Akuntabilitas dalam ber-wadah bukanlah tentang mencapai keseimbangan value output dan input. Akuntabilitas juga bisa berarti proses penjagaan kontinyu pada kuantitas dan kualitas rangkaian data. Bentuknya bisa berupa catatan saat memiliki momen ber-sharing dan berkolaborasi. Jika berbentuk produk, akuntablilitas ini seperti tools untuk pencatatan agar sebuah entitas bisa memverifikasi posisinya real time di berbagai kondisi.  Keberadaannya terasa real di sebuah peta besar, seperti teknologi penggambaran posisi pada Landrover Defender terbaru. Yap, beyond GPS.

Ada baiknya dalam menghadapi civil society yang masih materialistis, khususnya dunia bisnis yang ter-attach dengan organisasi, akuntabilitas wadah bisa menjadi mata air, penghilang dahaga, sumber ilmu,  yang bisa membuat daya tawar lebih pada pihak luar, atau wadah lain.

Daya tawar ini tak selalu terkait dengan kerjasama. Dalam konteks dunia maya atau digital, kerjasama bisa terjadi hanya dengan mengaitkan intensi. Wujud aktivitasnya seringkali behind the scene. Tak selalu harus memperlihatkan visual saling bersalaman dan menandatangani kesepakatan. 

Kesepakatan dengan wadah bisnis khususnya. Wadah yang berkecenderungan berusaha mendekati dengan pendekatan material yang memiliki kerawanan dan sensitivitas dalam teknis komunikasinya. Mengaitkan intensi sebagai daya tawar bisa menaikkan peran dan menjaga pohon kebijaksanaan sebuah wadah terus tumbuh dan tak meranggas. Yap, kita tidak lagi membahas tentang pencitraan, sebuah teknologi usang memetic di dunia rekayasa sosial. Teknologi usang yang membuat distorsi dan polarisasi pada society. Kini jamannya berakuntabel. 
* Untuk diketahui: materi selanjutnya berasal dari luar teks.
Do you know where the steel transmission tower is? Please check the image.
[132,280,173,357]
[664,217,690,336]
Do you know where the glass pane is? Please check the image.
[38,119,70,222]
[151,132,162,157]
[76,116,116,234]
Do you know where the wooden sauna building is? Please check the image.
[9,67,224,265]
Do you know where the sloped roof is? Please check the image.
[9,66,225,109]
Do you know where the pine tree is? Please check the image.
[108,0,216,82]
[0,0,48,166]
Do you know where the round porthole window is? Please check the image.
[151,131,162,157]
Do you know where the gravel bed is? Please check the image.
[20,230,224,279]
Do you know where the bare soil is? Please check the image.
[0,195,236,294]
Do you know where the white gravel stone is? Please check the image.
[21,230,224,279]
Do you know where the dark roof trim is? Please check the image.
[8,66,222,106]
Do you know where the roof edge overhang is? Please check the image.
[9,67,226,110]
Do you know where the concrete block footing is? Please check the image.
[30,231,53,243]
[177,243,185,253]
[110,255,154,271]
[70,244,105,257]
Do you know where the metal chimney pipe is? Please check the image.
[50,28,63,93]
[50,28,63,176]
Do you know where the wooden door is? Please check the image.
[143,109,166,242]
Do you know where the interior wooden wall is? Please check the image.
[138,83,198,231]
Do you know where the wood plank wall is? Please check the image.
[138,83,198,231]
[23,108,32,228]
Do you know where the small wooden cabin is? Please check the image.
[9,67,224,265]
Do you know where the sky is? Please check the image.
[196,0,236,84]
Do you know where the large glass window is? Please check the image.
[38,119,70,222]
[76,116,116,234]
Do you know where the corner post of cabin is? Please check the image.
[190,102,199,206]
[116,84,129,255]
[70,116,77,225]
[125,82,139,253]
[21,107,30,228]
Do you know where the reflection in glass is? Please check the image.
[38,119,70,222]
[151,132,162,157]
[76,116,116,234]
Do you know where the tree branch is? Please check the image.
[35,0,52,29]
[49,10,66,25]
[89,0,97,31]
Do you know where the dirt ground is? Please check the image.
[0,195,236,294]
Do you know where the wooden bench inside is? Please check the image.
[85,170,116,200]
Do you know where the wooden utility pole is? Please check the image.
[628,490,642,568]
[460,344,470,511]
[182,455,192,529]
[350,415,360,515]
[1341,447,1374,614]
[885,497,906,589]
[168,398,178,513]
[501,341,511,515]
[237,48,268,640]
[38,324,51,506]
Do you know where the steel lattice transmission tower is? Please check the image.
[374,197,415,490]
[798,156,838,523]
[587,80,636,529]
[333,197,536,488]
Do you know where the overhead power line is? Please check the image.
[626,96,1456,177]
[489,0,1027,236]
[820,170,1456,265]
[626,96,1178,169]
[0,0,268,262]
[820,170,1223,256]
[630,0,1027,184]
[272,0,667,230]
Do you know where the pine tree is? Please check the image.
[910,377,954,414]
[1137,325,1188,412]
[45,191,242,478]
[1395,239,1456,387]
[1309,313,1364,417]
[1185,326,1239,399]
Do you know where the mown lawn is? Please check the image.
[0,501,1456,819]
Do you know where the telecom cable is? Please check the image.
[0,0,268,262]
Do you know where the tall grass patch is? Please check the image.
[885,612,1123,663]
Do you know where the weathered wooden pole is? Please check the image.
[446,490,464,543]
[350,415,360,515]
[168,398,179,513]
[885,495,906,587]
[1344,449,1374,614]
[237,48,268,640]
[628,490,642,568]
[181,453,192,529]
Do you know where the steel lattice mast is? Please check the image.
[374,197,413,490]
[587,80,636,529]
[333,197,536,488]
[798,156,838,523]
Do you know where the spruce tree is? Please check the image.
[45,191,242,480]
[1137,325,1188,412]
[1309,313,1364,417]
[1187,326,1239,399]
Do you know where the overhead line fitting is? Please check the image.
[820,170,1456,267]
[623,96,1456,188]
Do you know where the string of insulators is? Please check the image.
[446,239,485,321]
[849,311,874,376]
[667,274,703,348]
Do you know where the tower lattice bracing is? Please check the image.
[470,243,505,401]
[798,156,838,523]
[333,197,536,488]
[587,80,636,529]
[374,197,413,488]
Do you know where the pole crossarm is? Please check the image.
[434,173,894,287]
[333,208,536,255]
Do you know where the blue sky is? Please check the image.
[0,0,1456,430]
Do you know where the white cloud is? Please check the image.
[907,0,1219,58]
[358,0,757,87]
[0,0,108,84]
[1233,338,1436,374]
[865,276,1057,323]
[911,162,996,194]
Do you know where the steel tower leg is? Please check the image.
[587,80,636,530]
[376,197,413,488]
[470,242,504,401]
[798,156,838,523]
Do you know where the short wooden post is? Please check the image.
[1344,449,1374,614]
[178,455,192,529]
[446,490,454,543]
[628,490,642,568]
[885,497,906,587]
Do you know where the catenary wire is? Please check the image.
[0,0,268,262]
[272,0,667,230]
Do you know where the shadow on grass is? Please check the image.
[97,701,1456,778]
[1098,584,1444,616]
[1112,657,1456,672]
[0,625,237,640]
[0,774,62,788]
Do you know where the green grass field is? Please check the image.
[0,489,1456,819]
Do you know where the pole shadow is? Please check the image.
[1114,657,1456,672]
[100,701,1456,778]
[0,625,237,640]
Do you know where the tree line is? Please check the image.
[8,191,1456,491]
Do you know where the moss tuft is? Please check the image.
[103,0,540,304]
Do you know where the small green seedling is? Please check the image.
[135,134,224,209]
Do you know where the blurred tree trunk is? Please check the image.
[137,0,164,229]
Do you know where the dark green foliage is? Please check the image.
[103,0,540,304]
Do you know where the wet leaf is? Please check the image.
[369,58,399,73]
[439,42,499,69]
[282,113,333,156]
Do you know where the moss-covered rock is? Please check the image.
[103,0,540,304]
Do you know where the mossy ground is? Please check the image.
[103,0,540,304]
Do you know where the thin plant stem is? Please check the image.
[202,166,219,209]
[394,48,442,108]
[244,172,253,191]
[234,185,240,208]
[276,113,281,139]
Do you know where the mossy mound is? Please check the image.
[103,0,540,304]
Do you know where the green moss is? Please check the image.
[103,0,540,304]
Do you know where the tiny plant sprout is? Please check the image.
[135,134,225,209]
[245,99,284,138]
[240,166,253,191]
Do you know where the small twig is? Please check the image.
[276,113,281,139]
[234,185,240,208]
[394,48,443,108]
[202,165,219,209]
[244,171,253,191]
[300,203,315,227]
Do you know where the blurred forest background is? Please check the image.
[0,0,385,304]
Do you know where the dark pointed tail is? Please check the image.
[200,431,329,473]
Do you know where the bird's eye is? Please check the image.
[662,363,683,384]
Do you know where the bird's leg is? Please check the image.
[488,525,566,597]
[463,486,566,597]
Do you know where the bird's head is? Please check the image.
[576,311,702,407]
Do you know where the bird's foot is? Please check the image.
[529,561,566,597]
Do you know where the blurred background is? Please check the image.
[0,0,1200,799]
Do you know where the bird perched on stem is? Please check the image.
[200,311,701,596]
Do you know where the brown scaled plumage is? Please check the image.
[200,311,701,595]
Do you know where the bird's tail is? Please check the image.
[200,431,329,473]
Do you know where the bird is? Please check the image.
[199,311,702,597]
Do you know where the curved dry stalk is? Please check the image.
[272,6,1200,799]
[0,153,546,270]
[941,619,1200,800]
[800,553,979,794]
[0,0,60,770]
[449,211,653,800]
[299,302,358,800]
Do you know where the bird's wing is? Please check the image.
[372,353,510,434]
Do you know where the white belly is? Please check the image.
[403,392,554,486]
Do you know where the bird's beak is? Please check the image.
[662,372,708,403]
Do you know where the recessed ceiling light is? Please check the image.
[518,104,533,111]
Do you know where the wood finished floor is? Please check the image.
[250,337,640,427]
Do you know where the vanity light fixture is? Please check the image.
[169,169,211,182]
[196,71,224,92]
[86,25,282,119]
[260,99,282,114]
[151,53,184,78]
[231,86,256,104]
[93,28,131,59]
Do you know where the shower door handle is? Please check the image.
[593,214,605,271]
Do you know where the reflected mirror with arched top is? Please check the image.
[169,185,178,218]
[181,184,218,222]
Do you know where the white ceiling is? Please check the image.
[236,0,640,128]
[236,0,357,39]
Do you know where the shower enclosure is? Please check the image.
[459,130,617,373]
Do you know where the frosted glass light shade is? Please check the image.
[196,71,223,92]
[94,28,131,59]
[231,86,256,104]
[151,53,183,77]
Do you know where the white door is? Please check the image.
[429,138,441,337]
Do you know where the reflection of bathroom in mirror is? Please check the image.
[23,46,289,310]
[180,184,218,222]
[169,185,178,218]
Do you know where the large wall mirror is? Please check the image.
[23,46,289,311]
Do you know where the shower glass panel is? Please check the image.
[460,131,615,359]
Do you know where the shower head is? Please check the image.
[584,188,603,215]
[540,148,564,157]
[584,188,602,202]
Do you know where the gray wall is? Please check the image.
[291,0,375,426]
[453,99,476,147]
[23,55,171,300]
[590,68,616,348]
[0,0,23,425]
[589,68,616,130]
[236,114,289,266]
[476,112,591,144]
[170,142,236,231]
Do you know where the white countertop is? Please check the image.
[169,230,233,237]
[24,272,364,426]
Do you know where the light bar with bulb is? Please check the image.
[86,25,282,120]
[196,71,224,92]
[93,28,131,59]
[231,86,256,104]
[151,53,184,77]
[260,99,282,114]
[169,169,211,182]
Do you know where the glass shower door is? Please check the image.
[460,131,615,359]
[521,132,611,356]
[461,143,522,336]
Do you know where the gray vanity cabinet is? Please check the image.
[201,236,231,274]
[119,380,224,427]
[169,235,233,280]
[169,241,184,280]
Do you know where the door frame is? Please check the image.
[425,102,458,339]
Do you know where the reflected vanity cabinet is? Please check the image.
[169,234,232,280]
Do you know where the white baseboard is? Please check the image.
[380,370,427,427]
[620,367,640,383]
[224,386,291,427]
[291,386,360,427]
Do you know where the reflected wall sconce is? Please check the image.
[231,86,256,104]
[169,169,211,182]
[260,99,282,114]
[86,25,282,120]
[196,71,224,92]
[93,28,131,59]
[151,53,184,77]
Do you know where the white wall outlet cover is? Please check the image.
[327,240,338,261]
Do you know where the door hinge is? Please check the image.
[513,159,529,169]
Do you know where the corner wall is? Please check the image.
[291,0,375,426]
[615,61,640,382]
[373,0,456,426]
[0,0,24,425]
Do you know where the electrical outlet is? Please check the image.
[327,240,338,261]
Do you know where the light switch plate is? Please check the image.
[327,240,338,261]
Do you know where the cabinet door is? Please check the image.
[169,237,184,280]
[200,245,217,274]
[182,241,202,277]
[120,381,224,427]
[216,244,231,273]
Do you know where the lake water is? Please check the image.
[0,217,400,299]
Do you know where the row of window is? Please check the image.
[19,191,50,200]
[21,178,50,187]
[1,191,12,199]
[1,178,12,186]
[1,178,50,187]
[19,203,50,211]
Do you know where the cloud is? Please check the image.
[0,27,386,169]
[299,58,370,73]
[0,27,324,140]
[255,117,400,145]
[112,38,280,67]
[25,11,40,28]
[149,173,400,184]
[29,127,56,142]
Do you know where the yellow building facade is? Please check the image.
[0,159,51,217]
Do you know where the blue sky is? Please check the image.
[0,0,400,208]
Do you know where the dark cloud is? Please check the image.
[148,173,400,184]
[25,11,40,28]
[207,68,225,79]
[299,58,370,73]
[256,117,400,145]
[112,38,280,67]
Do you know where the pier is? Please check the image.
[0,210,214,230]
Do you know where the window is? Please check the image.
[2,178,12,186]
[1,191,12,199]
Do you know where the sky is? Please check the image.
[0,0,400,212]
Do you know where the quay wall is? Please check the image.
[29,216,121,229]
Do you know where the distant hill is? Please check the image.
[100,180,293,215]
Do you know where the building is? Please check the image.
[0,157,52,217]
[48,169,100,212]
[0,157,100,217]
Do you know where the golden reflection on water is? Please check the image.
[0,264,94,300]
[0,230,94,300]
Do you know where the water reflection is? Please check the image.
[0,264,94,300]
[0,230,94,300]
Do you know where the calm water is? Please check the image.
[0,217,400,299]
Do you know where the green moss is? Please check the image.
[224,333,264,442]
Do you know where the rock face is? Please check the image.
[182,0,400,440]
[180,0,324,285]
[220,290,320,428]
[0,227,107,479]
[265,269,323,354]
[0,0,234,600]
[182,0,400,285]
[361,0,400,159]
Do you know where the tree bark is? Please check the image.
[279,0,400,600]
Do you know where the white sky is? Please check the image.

Jika dahulu kita mengenal aturan dalam sebuah wadah, maka di jaman digital ini kita mengenal "entitas pengatur" berupa algoritma-algoritma. Algoritma bisa berubah setiap saat ketika sebuah wadah menyikapi konteks dan konten yang berbeda. Fokusnya tetap pada menjaga daya tawar. Fokusnya tetap pada menjaga kesetaraan. Fokusnya tetap pada menciptakan engagement, momen sharing dan kolaborasi, yang terus-menerus. Bahasa kekiniannya, bisa sustain. 

Jika dahulu kita mengenal komitmen, loyalitas, visi dan misi sebuah wadah berkumpul, maka di jaman digital kita harus mengenal bentuk yang lain tapi serupa, yaitu konstanta-konstanta. Yang terlihat mengikat, namun untuk menyamankan. Yang terlihat mengatur, tapi memperindah. Konstanta ini bisa memiliki fleksibilitas saat merespon ketidaksetaraan, tapi memiliki kemampuan untuk memompa intensi sharing dan kolaborasi saat berada dalam atmosfer kesetaraan. 

Silaturahmi mah ibadah personal. Tapi secara sistem, wadah untuk beribadah silaturahmi ya bisa komunitas, organisasi, institusi, akademi, paguyuban, atau apapun. Dalam kontek lebih besar lagi, civil society, yang menurut salah satu lembaga yang ngulik kenyamanan negeri ini, adalah bagian dari kedaulatan bangsa.


"Niat bersilaturahmi yang diwadahi dalam komunitas bisa menguatkan daya saing civil society untuk perkuat kedaulatan bangsa," Kurang lebih gitu lah kalo dibuat judul skripsi :D 

Intinya, jika ingin bersilaturahmi dengan dampak yang lebih besar, lupakan keinginan untuk mengatur. Jadikan diri sebagai surfer, siapkan papan surfing. Lalu siapkan papannya, beri lilin. Jangan lupa, carilah ombak terbaik. Bukan ombak yang malu-malu kucing.